Não te traz sorrisos mas você insiste em visitar o perfil de você-sabe-quem, de abrir aquela pasta – que deveria ter sido escondido ou deletada – cheia de resgates de lembranças no formato de fotografia. Não te traz sorrisos mas você passa naquela rua que já foi sua segunda casa por tanto tempo. Não te traz sorrisos, mas você insiste em ouvir os refrões que já foram ouvidos em momentos que te faziam sentir especial. Faz parte, é verdade, só não te faz bem. Não mais.

E eu posso fazer ideia sobre o quanto é difícil se desprender, no entanto, convido você que está lendo isso agora a pensar comigo em alguma outra alternativa para deixar as coisas pra trás a não ser querendo e lutando para que isso aconteça. A porta nunca vai abrir se você não empurrar.

Vamos tentar uma coisa.
Assim que acabar de ler esse texto, feche as janelas do chat no Facebook, não responda o Whatsapp.
Humildemente convido você a colocar pra tocar uma música que te faz bem, seja qual for, aquela que te acalma, e sugiro que feche os olhos por alguns instantes.
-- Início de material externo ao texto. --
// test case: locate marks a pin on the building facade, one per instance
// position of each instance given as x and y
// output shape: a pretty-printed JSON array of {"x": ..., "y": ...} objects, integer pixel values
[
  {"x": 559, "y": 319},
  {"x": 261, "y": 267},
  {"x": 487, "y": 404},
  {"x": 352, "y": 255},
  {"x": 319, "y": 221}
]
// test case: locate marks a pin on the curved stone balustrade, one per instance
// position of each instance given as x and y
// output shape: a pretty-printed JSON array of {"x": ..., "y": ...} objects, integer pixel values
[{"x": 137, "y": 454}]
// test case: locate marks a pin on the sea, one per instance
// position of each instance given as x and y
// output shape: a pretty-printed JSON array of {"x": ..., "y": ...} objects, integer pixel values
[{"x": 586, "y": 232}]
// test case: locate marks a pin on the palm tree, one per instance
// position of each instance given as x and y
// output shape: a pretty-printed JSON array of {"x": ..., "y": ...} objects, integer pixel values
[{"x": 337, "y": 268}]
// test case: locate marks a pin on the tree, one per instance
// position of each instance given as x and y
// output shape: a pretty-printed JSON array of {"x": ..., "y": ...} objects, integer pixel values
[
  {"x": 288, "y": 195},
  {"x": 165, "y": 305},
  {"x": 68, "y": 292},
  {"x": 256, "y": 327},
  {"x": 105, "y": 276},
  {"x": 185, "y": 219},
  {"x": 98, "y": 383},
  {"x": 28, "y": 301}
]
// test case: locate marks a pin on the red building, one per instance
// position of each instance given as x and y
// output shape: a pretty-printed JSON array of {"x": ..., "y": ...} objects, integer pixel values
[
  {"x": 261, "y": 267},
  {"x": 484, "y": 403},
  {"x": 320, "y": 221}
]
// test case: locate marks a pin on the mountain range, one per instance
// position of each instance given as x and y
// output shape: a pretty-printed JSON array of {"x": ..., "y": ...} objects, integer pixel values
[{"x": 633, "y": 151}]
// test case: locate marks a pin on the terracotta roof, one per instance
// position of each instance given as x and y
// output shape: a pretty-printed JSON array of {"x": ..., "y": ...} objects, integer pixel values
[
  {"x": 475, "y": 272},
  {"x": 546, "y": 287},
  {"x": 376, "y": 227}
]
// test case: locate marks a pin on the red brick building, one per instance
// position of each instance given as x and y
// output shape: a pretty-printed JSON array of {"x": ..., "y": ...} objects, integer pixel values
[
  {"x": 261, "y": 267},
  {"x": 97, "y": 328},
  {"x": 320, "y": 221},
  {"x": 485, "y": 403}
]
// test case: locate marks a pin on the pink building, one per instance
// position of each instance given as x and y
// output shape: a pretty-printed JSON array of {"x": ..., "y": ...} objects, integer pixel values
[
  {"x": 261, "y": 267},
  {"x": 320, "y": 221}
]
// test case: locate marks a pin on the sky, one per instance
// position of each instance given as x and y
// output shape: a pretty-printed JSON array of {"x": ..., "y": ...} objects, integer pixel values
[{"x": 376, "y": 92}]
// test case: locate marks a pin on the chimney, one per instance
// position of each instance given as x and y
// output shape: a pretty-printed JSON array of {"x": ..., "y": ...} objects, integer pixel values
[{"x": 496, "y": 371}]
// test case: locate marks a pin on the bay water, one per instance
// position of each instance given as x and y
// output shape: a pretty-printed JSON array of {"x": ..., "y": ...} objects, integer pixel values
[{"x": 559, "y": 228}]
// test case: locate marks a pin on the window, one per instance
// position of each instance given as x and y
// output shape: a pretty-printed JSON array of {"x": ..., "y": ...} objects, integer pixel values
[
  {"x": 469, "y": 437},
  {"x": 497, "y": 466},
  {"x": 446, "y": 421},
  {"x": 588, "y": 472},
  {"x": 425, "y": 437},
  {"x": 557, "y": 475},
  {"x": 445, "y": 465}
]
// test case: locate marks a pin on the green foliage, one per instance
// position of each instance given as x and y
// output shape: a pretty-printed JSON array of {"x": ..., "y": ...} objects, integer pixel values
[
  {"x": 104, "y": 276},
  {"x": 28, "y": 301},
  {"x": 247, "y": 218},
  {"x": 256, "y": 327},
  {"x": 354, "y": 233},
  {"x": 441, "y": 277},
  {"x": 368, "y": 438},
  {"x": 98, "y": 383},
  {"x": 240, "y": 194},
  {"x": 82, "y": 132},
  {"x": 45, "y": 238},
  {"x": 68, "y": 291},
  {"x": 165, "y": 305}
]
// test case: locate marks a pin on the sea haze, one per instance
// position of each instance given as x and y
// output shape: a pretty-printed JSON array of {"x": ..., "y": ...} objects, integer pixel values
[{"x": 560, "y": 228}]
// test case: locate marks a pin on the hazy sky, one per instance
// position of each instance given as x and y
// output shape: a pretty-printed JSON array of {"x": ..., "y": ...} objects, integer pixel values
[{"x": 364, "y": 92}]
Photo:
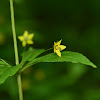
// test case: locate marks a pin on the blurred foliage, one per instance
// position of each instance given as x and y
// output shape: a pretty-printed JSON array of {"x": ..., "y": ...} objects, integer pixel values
[{"x": 74, "y": 21}]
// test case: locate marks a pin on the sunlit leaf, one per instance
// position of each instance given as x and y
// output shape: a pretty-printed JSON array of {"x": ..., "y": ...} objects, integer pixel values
[{"x": 67, "y": 56}]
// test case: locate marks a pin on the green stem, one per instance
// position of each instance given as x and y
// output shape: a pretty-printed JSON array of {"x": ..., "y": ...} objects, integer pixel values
[{"x": 16, "y": 49}]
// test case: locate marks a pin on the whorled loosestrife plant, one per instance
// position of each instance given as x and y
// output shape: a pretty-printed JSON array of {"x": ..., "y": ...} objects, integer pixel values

Já escolheu a música? Já se isolou do mundo?

Vou confiar em você.
Agora, de olhos fechados, lembre de tudo o que já te fez mal. Isso mesmo, parece estranho mas é verdade, peço para que lembre das vezes que chorou, nos motivos e em quem te fez chorar. Tenta lembrar de tudo. Não vai ser um momento divertido, mas vai ser importante.

Lembrou?
Legal. Estou confiando em você.

Agora quero que lembre-se de todas as melhores coisas que já viveu, em todos os motivos e pessoas que já te fizeram soltar um sorriso sincero. Lembre de tudo – você está de olhos fechados, né? – eu confio em você. Lembre de tudo, daquela tarde de sábado, do beijo tímido no cinema, da comemoração de 1 ano, daquela melhor volta pra casa de toda a sua vida, da primeira disputa do “desliga você”.

(Este é o momento em que após ler isso você fecha os olhos e faz o que sugeri).

Espero de verdade que você tenha parado para pensar agora nessas coisas, e mais que isso, espero que tenha surtido efeito o bastante para você conseguir equilibrar o que de fato espera da sua vida: viver uma lembrança, ou viver o agora. As lembranças foram criadas pra gente se lembrar de quem somos. São as atuais lembranças, que um dia já foram verdade, que te fizeram chegar até aqui. Todos os sorrisos e todas as lágrimas te fizeram melhor pra chegar até aqui e você precisa acreditar nisso. E o que você espera daqui pra frente?

Sabia que se a gente pensar nos sonhos a gente fica cada vez mais perto deles?
Acho que você sabe muito bem do que estou falando.